Reaching Beyond the Mode: RL for Distributional Reasoning in Language Models

Given a question, a language model (LM) implicitly encodes a distribution over possible answers. In practice, post-training procedures for LMs often collapse this distribution onto a single dominant mode. While this is generally not a problem for benchmark-style evaluations that assume one correct answer, many real-world tasks inherently involve multiple valid answers or irreducible uncertainty.
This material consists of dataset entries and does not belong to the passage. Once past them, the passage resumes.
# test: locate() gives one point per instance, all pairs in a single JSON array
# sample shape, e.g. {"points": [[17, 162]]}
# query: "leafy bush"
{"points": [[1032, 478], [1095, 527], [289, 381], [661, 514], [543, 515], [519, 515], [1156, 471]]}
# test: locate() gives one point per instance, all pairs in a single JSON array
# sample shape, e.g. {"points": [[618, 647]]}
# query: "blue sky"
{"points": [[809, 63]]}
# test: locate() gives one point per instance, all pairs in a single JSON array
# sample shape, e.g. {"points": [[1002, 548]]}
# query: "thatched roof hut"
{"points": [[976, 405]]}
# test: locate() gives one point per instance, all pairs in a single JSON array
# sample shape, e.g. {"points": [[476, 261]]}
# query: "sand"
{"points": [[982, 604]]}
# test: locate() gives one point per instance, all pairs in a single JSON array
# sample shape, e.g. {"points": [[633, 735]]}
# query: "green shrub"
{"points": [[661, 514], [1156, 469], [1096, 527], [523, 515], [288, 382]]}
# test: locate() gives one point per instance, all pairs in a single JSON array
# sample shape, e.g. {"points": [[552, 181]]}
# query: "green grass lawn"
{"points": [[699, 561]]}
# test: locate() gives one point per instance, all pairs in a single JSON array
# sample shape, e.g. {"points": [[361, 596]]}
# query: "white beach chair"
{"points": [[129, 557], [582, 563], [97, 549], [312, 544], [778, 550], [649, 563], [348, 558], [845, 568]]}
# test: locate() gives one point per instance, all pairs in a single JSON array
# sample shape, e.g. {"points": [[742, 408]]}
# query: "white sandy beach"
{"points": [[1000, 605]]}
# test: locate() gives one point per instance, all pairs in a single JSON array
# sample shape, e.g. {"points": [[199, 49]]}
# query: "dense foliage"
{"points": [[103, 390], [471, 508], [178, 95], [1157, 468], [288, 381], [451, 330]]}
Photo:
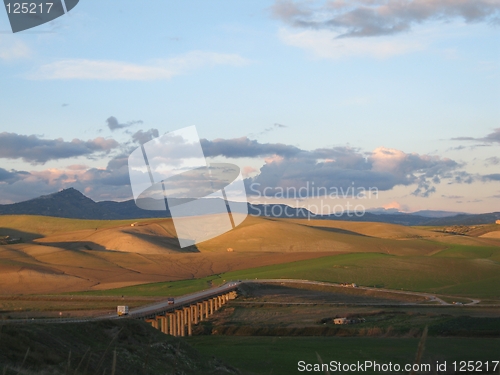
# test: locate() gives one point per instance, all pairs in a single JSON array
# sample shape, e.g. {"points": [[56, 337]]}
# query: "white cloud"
{"points": [[108, 70], [324, 44], [13, 49]]}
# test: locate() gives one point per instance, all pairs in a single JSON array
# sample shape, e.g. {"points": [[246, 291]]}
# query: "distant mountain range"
{"points": [[70, 203]]}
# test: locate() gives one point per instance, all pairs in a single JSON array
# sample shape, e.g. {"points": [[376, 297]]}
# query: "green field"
{"points": [[467, 271], [171, 288], [280, 355]]}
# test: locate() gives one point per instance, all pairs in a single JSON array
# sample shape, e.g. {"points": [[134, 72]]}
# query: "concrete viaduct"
{"points": [[179, 319]]}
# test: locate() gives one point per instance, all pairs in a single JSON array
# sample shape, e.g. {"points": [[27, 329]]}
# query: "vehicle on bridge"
{"points": [[122, 310]]}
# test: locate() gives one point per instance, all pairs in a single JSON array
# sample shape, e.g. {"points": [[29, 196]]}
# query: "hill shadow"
{"points": [[338, 230], [74, 245], [14, 233], [169, 243]]}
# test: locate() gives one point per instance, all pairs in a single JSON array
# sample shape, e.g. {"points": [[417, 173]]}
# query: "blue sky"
{"points": [[400, 95]]}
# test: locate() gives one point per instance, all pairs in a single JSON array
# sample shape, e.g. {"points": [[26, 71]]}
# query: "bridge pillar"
{"points": [[206, 308], [178, 315], [171, 319], [199, 305], [163, 323], [195, 313], [187, 315]]}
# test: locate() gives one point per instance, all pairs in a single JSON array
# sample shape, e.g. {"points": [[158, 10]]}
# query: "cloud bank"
{"points": [[365, 18], [35, 150]]}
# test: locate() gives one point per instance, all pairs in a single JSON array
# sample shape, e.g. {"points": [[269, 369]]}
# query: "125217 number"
{"points": [[28, 8]]}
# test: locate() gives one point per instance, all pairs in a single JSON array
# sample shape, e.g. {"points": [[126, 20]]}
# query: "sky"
{"points": [[401, 96]]}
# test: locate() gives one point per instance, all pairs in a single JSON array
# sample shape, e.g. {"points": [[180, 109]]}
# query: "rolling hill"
{"points": [[70, 203]]}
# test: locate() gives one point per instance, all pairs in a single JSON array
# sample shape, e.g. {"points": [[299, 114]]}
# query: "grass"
{"points": [[88, 348], [466, 271], [41, 226], [170, 288], [280, 355]]}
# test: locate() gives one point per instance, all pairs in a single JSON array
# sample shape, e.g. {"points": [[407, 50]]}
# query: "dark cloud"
{"points": [[113, 123], [35, 150], [244, 147], [11, 176], [361, 18], [494, 160], [339, 167], [490, 138], [142, 137], [492, 177], [286, 167]]}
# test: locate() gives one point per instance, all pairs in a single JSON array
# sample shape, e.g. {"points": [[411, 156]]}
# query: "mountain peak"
{"points": [[69, 193]]}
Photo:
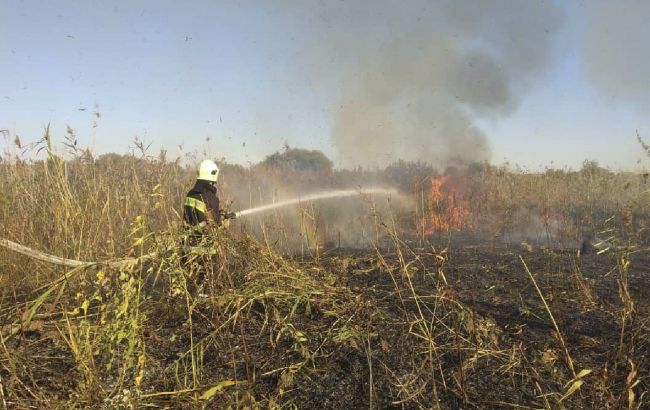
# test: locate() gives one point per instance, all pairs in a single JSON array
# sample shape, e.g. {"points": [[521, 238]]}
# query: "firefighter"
{"points": [[201, 206], [201, 212]]}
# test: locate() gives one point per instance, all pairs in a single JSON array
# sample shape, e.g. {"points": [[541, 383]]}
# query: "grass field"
{"points": [[491, 289]]}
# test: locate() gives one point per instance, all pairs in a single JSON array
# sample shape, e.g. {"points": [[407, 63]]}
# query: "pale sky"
{"points": [[250, 75]]}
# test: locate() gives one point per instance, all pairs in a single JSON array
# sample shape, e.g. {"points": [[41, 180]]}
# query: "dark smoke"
{"points": [[414, 76]]}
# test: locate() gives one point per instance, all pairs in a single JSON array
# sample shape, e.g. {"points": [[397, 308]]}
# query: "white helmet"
{"points": [[208, 171]]}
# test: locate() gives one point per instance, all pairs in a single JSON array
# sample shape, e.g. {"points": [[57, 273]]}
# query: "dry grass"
{"points": [[408, 322]]}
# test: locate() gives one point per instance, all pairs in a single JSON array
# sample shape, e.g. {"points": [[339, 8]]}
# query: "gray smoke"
{"points": [[616, 49], [414, 76]]}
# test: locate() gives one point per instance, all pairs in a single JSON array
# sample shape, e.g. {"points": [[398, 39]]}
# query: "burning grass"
{"points": [[423, 316]]}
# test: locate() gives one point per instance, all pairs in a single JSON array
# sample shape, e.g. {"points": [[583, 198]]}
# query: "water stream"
{"points": [[316, 197]]}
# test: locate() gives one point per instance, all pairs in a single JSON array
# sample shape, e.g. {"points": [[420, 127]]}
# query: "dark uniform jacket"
{"points": [[202, 204]]}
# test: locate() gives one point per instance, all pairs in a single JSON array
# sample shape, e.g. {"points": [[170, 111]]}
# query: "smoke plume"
{"points": [[414, 76]]}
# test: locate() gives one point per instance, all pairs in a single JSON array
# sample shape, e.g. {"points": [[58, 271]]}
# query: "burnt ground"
{"points": [[463, 327]]}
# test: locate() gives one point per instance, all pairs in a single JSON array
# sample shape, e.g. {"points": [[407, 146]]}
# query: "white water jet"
{"points": [[317, 196]]}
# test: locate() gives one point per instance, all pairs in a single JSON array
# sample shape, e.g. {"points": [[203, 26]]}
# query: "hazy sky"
{"points": [[557, 81]]}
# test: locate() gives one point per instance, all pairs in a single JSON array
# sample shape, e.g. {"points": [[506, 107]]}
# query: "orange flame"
{"points": [[445, 210]]}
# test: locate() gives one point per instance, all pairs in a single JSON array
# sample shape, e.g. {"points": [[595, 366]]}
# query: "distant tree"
{"points": [[592, 168], [298, 159]]}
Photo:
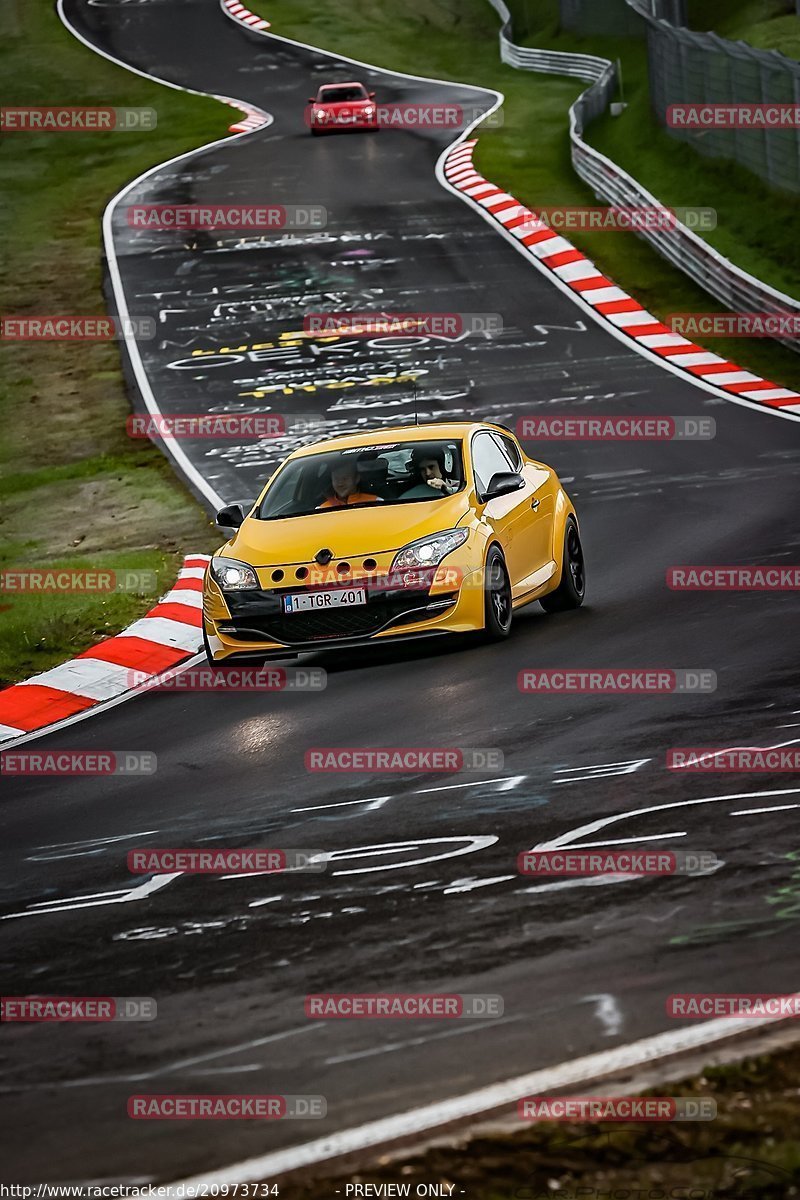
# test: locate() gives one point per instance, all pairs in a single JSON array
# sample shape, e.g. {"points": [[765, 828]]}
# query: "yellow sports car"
{"points": [[401, 533]]}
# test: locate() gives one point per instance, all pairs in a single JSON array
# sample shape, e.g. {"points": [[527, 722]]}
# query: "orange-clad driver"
{"points": [[346, 485]]}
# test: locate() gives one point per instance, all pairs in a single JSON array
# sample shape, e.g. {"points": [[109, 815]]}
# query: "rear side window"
{"points": [[488, 459]]}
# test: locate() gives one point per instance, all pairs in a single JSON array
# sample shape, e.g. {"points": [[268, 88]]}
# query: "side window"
{"points": [[487, 460], [511, 449]]}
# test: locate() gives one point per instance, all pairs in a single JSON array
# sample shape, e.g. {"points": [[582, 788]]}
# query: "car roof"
{"points": [[455, 431]]}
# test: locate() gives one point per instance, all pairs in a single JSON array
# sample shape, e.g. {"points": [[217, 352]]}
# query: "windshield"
{"points": [[396, 473], [337, 95]]}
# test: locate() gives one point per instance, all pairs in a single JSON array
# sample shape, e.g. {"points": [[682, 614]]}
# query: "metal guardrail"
{"points": [[728, 283]]}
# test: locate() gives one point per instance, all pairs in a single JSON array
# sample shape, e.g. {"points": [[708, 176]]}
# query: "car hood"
{"points": [[347, 533]]}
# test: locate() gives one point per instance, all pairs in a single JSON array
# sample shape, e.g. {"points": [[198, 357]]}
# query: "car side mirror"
{"points": [[230, 517], [503, 483]]}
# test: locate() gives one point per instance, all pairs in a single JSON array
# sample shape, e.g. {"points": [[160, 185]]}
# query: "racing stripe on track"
{"points": [[579, 274], [168, 634]]}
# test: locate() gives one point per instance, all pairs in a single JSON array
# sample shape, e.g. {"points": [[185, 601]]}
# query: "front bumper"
{"points": [[253, 623]]}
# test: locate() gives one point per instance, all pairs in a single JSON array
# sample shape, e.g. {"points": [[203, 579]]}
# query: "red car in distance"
{"points": [[342, 106]]}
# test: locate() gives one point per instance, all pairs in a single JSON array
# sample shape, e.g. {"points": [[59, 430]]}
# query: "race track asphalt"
{"points": [[579, 967]]}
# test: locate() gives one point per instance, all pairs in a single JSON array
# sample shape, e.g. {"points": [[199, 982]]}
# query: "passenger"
{"points": [[346, 487], [429, 469]]}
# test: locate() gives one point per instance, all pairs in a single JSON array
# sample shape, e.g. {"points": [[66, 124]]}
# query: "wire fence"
{"points": [[733, 287], [687, 67]]}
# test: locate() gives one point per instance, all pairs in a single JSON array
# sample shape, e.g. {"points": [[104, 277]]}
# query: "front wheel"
{"points": [[497, 598], [572, 588]]}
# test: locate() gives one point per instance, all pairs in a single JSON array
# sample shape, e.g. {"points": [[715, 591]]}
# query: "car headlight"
{"points": [[232, 575], [429, 551]]}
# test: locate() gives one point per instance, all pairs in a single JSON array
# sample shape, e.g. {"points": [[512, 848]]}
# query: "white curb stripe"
{"points": [[482, 1101], [164, 631], [91, 678]]}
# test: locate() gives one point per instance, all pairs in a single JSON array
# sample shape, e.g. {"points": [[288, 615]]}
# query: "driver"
{"points": [[429, 469], [346, 486]]}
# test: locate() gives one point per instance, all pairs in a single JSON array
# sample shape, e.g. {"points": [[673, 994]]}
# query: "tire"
{"points": [[572, 588], [497, 598]]}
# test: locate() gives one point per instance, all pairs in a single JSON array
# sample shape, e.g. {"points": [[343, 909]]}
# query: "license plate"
{"points": [[317, 601]]}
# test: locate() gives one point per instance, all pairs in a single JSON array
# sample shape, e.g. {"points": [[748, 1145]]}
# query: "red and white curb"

Examples include medical diagnosis, ambiguous question answering, and settings with incomplete information. In these cases, we would like LMs to generate multiple plausible hypotheses, ideally with confidence estimates for each one, and without computationally intensive repeated sampling to generate non-modal answers. This paper describes a multi-answer reinforcement learning approach for training LMs to perform distributional reasoning over multiple answers during inference. We modify the RL objective to enable models to explicitly generate multiple candidate answers in a single forward pass, internalizing aspects of inference-time search into the model's generative process. Across question-answering, medical diagnostic, and coding benchmarks, we observe improved diversity, coverage, and set-level calibration scores compared to single answer trained baselines. Models trained with our approach require fewer tokens to generate multiple answers than competing approaches. On coding tasks, they are also substantially more accurate. These results position multi-answer RL as a principled and compute-efficient alternative to inference-time scaling procedures such as best-of-k. Code and more information can be found at https://multi-answer-rl.github.io/.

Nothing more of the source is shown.